Swanson is heading into his 25th season at UVA. His coaching résumé also includes extensive experience with U.S. Soccer. He’s been a USWNT assistant and head coach of the U-16, U-18, U-20 and U-23 women’s national teams.

Growing up, Sauerbrunn said, she had Swanson as “a youth national team coach for a few years, and I could tell, even at that age, that he was very interested in knowing the game and understanding the game and being technically sound, but also tactically sound. And I really, really learned a lot from him during that time, so when he reached out about potentially going to UVA, for me it was kind of a no-brainer that I kind of wanted to continue that journey with him as my coach, just because I really felt that I could learn so much from him.”

Laurel Ivory, who lettered five times for the Hoos (2017-21), is a goalkeeper for the NWSL’s Seattle Reign FC. Her teammates in Seattle include fellow UVA alums Veronica Latsko and Phoebe McClernon.

Ivory believes Swanson’s approach at UVA is largely a product of his time with the USWNT, which won two World Cups with him on its coaching staff.

“He has been at the highest point you can be in women’s soccer,” Ivory said, “and he finds a balance of what’s needed in college soccer versus what’s needed in the pros, and he brings it into the program. I think it’s changed my game tremendously.”

Emily Sonnett

The entire coaching staff “is very development-oriented and development-motivated,” Ivory said. “And then on top of that, Steve’s just experienced so much and he knows how to be successful, and when you have both of those two things tied together, I think you’re in really good hands to grow in whenever you need to grow in.”

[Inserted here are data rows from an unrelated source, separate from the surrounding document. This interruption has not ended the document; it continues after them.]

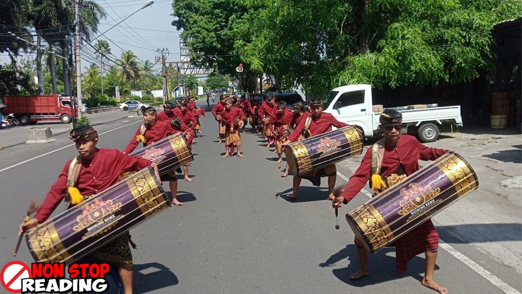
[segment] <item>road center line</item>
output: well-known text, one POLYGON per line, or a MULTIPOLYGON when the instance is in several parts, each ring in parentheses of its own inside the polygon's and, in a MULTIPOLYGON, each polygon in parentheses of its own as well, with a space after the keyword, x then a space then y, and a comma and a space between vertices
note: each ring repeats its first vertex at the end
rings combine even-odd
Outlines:
MULTIPOLYGON (((339 173, 338 171, 337 171, 337 176, 346 182, 348 181, 348 178, 341 173, 339 173)), ((370 193, 364 188, 361 190, 361 192, 370 198, 373 196, 372 193, 370 193)), ((502 290, 506 294, 522 294, 517 290, 517 289, 499 278, 496 276, 495 276, 483 267, 479 265, 478 263, 471 260, 469 257, 462 254, 453 246, 443 241, 442 239, 439 239, 438 240, 439 246, 445 250, 448 253, 453 255, 454 257, 462 262, 462 263, 468 266, 468 267, 482 276, 483 278, 491 282, 491 284, 496 286, 499 289, 502 290)))
MULTIPOLYGON (((111 132, 115 131, 116 130, 119 130, 120 129, 121 129, 122 128, 125 128, 125 127, 128 127, 129 126, 130 126, 131 125, 134 125, 134 124, 137 123, 138 122, 141 122, 142 121, 143 121, 142 120, 138 120, 138 121, 135 121, 134 122, 131 122, 130 123, 127 123, 127 125, 125 125, 125 126, 122 126, 121 127, 118 127, 117 128, 116 128, 115 129, 113 129, 112 130, 110 130, 109 131, 107 131, 106 132, 103 132, 103 133, 102 133, 101 134, 99 134, 99 135, 103 135, 104 134, 106 134, 107 133, 110 133, 111 132)), ((13 164, 13 165, 11 165, 10 166, 8 166, 7 167, 5 167, 4 168, 2 168, 2 169, 0 169, 0 172, 4 172, 4 171, 7 171, 7 169, 10 169, 11 168, 13 168, 13 167, 16 167, 16 166, 18 166, 19 165, 21 165, 22 164, 23 164, 24 163, 27 163, 28 162, 29 162, 30 161, 32 161, 33 160, 34 160, 35 159, 39 159, 40 157, 43 157, 43 156, 44 156, 45 155, 49 155, 49 154, 50 154, 51 153, 54 153, 54 152, 56 152, 60 151, 60 150, 65 149, 65 148, 67 148, 68 147, 70 147, 71 146, 74 146, 74 145, 75 145, 75 143, 74 143, 73 144, 69 144, 69 145, 66 145, 66 146, 64 146, 63 147, 62 147, 61 148, 58 148, 58 149, 56 149, 56 150, 53 150, 52 151, 51 151, 50 152, 48 152, 46 153, 44 153, 44 154, 43 154, 42 155, 38 155, 38 156, 35 156, 35 157, 32 157, 31 159, 28 159, 27 160, 25 160, 25 161, 22 161, 21 162, 19 162, 18 163, 17 163, 16 164, 13 164)))

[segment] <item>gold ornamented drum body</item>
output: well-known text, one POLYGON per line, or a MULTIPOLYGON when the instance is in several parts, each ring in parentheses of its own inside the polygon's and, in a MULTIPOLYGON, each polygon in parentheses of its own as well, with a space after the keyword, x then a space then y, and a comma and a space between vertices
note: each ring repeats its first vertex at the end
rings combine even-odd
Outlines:
MULTIPOLYGON (((192 152, 181 132, 155 142, 129 155, 140 156, 154 162, 158 165, 160 176, 194 160, 192 152)), ((125 173, 123 177, 128 174, 125 173)))
POLYGON ((362 153, 362 137, 349 126, 289 144, 284 149, 290 172, 300 176, 362 153))
POLYGON ((37 262, 71 263, 171 206, 151 167, 28 231, 37 262))
POLYGON ((448 152, 349 212, 346 220, 374 253, 478 186, 468 162, 448 152))

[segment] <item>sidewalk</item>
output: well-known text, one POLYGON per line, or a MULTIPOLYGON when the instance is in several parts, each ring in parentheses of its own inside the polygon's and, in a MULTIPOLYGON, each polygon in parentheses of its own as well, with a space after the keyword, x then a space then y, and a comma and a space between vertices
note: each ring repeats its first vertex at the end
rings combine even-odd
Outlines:
MULTIPOLYGON (((371 143, 366 143, 363 154, 371 143)), ((435 225, 441 232, 461 240, 459 243, 471 245, 522 273, 520 129, 468 125, 459 132, 441 133, 436 141, 425 145, 457 152, 473 168, 479 183, 478 189, 433 218, 435 225)), ((358 155, 338 165, 350 172, 345 175, 350 177, 362 157, 358 155)), ((419 163, 425 166, 428 162, 419 163)), ((367 185, 364 188, 370 190, 367 185)))

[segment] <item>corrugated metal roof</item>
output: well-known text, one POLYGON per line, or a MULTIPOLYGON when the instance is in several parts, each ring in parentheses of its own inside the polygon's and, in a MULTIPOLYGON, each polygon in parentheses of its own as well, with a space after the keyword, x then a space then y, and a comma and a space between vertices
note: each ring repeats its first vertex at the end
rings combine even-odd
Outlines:
POLYGON ((519 17, 517 17, 516 18, 514 18, 513 19, 509 19, 509 20, 503 20, 502 21, 501 21, 500 22, 497 22, 496 24, 495 24, 495 25, 493 25, 493 27, 496 27, 496 26, 500 25, 504 25, 504 24, 508 24, 509 22, 514 22, 514 21, 517 21, 517 20, 522 20, 522 15, 520 16, 519 17))

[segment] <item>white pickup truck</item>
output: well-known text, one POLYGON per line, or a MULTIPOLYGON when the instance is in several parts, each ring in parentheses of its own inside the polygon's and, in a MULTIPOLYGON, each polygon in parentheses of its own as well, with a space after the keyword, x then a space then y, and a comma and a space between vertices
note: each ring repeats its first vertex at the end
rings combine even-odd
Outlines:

Haley Hopkins, who plays with Staude on the NC Courage, transferred to UVA after four years at Vanderbilt, where she’d redshirted as a freshman because of an injury.

“I wanted development,” Hopkins said. “And I think that was a huge reason why I went to UVA, because Steve believed—and I knew I believed—that I still had room to grow within soccer. I feel like when I was at UVA, I transformed from an athlete to an actual soccer player, and that was largely in part to Steve and the coaches and the plans that they’d prepared for me. During the spring we had development plans. They were very, very specific and individualized to the player, not even just the position, but to the player herself. There was deep, thoughtful, thorough analysis following the fall season, and that’s what we really worked on in the spring.”

Haley Hopkins

By the time she joined the Courage in 2023, Hopkins said, she “felt significantly prepared for the next step.”

In addition to Swanson, the Cavaliers’ staff includes associate head coach Ron Raab, assistant coaches Sam Raper and Lizzy Sieracki, and director of analytics and operations Eilidh Thompson.

Some of the players who now make their livings as professionals arrived at UVA as highly regarded recruits. Others were less poished and had to wait their turn as Cavaliers. That group includes goalkeeper Michhaela Moran, who now plays professionally in Norway.

Moran didn’t play much during her first two seasons at UVA, but she “just kept getting better,” Swanson said, “and the development that she made when she was here was nothing short of amazing, particularly when you think about how many actual games she played. As a staff that is something we are proud of, and that’s what we try to articulate in the recruiting process.

“The college athletics landscape has changed so much over the past few years, and there is no doubt it will continue to change in the future. And that’s why as a coaching staff we want to continue to emphasize the value of not only a degree from the University of Virginia, but also the development of all of our student-athletes, on and off the field.”